Hay un hombre que vive en mi barrio. A veces le veo y otras no. Y cuando no le veo tengo la sensación de que el tiempo se ralentiza y tengo que esperar mucho para volver a verle. Me gusta verle. Encontrarlo por la calle y comprobar que está bien. No sé su nombre. No sé nada de él y cuando nos cruzamos nunca nos miramos. Pero cuando a veces le escucho gritar por las noches en la calle a la que da la pequeña terraza de mi habitación, no puedo evitar alegrarme al volverle a escuchar.
Me pregunto si estaré siendo insensible o egoísta al pensar así. Me pregunto si esa sensación de alegría no forma parte de mi anhelo de seguridad y de mis estructuras de comodidad y me ciega la sensibilidad ante mi entorno, ante el sufrimiento que me rodea. Porque el hombre grita. Bueno, habla. Pero su habla son diálogos con nadie más que él y gritando. Pienso en todas las personas del vecindario que debemos oírle. Y no hay nadie que le escuche. Me pregunto si él se dará cuenta de ello.

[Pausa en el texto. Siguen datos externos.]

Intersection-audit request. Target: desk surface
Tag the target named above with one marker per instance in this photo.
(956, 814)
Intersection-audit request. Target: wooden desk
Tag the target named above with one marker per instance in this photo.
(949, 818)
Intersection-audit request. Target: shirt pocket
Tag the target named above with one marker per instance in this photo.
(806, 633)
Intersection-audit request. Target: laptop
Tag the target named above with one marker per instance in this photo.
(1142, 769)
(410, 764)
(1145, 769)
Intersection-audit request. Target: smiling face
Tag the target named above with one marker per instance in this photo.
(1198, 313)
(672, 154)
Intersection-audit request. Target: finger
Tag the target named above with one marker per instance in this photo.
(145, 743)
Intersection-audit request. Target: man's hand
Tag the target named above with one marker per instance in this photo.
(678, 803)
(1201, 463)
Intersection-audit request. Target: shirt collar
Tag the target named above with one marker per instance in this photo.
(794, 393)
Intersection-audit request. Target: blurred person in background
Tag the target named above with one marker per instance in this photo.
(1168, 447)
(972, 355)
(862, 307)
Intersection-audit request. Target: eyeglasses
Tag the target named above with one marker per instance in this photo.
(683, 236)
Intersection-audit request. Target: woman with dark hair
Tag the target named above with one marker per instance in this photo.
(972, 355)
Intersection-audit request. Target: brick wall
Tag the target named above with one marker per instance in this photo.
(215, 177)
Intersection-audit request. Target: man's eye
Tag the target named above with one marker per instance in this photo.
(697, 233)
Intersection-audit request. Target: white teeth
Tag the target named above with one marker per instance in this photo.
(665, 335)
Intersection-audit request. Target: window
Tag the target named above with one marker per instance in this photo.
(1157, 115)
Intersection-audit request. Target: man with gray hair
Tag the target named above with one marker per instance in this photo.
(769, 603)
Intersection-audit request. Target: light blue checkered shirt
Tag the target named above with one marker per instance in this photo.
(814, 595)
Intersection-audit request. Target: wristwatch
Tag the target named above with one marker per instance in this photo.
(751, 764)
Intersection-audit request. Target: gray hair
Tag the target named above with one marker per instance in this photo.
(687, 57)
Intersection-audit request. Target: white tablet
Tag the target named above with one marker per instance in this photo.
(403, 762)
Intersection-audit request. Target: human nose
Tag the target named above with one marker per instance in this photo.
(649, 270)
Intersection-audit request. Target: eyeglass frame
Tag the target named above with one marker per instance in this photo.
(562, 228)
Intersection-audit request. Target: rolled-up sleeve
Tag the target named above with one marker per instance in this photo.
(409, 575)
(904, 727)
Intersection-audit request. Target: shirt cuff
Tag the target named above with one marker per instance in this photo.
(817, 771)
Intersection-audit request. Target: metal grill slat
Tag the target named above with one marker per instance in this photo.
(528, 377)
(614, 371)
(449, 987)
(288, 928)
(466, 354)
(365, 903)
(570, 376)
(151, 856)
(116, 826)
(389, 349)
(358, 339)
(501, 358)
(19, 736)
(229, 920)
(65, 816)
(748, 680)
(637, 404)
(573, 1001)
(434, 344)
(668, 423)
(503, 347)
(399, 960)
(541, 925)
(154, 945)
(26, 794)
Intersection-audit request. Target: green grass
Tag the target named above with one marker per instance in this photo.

Suele moverse dando círculos a las manzanas de la zona. Círculos porque los contenedores están en las esquinas. Empuja un carrito. Abre el contenedor. Mete la cabeza dentro. Unas veces saca algo y lo guarda en el carro. Otras veces no saca nada y sigue caminando. El otro día iba a cruzar un paso de cebra con el semáforo en rojo y una moto le pitó. Agradecía que el motorista no levantase las manos ni insultase. Y que tampoco prolongase el ruido por más de unos segundos. El hombre se detuvo y continuó hablando. Gritando. Él sólo. Me pregunto si creyó que la persona de la moto les estaba correspondiendo de alguna manera. Me pregunto si se sintió correspondido en su diálogo sin receptor.
¿Puede darse tal sonoridad sin que sea escuchada? ¿Y si eso que yo juzgo como diálogo sin sentido y sin receptor resulta ser un grito de desesperación, un clamor que pide ayuda y tan sólo recibe silencio, o el pito de una moto? No sé hasta qué punto soy deudor de unas palabras, un mero gesto de atención con él. ¿Y si soy yo el encadenado que vaga por sepulcros y no él? Por muchas veces que piense en la escena de Gadara siento que no hago más que vagar por la superficie. Me pregunto si con él también estaré vagando por alguna especie de superficie que me dejar de observarle desde una distancia prudente. Me pregunto qué autoridad tengo para acercarme a él. Me pregunto si sufre y si su sufrimiento es un reflejo de tantas personas que, como yo, estamos oyendo sin escuchar, observando sin ver, siendo testigos de algo mucho más trascendental que lo que se puede atestiguar.